Generally, it's possible to have data which is not corrupted but which is logically inconsistent (incorrect).

Imagine that a directory ZAP has an entry that points to a bogus object ID. That would be an example. The ZAP block is intact but its content is inconsistent.

Such things can only happen through a logical bug in ZFS itself, not through some external force. But bugs do happen.

If your search through OpenZFS bugs you will find multiple instances. Things like leaking objects or space, etc. That's why zdb now has support for some consistency checking (bit not for repairs).

mustache_kimono 10 hours ago | parent [-]

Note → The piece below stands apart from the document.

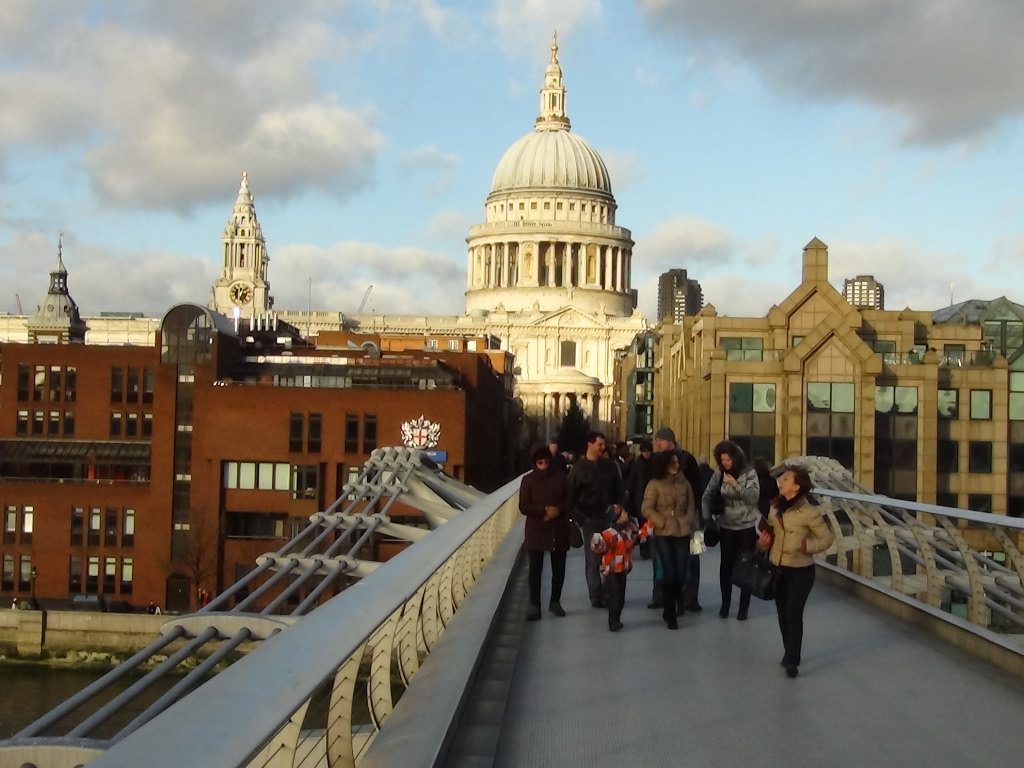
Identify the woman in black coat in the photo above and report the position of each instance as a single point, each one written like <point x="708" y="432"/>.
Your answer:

> Imagine that a directory ZAP has an entry that points to a bogus object ID. That would be an example. The ZAP block is intact but its content is inconsistent.

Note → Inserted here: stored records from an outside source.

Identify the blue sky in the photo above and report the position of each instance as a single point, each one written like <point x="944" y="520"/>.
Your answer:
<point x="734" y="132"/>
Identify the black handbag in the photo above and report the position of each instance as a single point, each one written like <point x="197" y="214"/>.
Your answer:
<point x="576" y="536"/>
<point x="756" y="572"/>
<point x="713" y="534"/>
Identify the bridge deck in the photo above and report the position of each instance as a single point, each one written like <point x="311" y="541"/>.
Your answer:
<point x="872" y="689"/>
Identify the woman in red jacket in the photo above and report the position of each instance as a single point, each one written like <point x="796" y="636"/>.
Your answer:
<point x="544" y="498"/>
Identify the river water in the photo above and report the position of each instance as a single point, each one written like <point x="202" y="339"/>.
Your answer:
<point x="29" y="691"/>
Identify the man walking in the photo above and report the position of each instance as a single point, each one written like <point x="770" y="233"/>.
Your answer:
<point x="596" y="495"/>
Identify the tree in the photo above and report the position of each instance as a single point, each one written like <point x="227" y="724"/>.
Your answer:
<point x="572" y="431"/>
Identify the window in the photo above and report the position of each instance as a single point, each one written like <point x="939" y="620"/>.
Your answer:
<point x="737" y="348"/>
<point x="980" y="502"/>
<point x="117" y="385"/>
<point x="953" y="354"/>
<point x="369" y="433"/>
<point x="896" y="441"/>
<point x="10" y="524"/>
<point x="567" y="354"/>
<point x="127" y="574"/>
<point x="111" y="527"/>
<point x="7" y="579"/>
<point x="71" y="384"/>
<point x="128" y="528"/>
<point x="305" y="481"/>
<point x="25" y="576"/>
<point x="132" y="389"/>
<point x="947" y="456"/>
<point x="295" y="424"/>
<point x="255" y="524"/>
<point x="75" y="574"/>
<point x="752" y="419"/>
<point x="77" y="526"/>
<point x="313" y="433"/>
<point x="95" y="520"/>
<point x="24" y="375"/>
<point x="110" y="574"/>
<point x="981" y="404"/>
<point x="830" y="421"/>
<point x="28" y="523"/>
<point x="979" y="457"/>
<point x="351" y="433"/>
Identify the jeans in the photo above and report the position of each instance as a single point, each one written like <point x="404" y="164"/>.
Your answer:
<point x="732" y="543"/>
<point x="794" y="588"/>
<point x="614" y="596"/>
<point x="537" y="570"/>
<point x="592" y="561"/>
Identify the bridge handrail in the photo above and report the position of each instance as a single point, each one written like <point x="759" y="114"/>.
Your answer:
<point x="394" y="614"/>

The above is interesting and fair enough, but a few points:

First, I'm not sure that makes what seems to be the parent's point -- that scrub is an inadequate replacement for an fsck.

Second, I'm really unsure if your case is the situation the parent is referring to. Parent seems to be indicating actual data loss is occurring. Not leaking objects or space or bogus object IDs. Parent seems to be saying she/he scrubs with no errors and then when she/he tries to read back a file, oops, ZFS can't.

rincebrain 3 hours ago | parent [-]

The two obvious examples that come to mind are native encryption bugs and spacemap issues.

Nothing about walking the entire tree of blocks and checking hashes validates the spacemaps - they only come up when you're dealing with allocating new blocks, and there have been a number of bugs where ZFS panics because the spacemaps say something insane, so you wind up needing to readonly import or discard the ZIL because it panics about trying to allocate an already-allocated segment if you import RW - and if your ondisk spacemaps are inconsistent in a way that discarding the ZIL doesn't work around, you would need some additional tool to try and repair this, because ZFS has no knobs for it.

Native encryption issues wouldn't be noticed because scrubbing doesn't attempt to untransform data blocks - you indirectly do that when you're walking the structures involved, but the L0 data blocks don't get decompressed or decrypted, since all your hashes are of the transformed blocks. And if you have a block where the hash in the metadata is correct but it doesn't decrypt, for any reason, scrub won't notice, but you sure will if you ever try to decrypt it.

mustache_kimono 2 hours ago | parent [-]

> The two obvious examples

Appreciate this rincebrain. Know that you know better than most and this certainly covers my 2nd point. I don't imagine these cases cover my first point though? These are not bugs of the type a fsck would catch?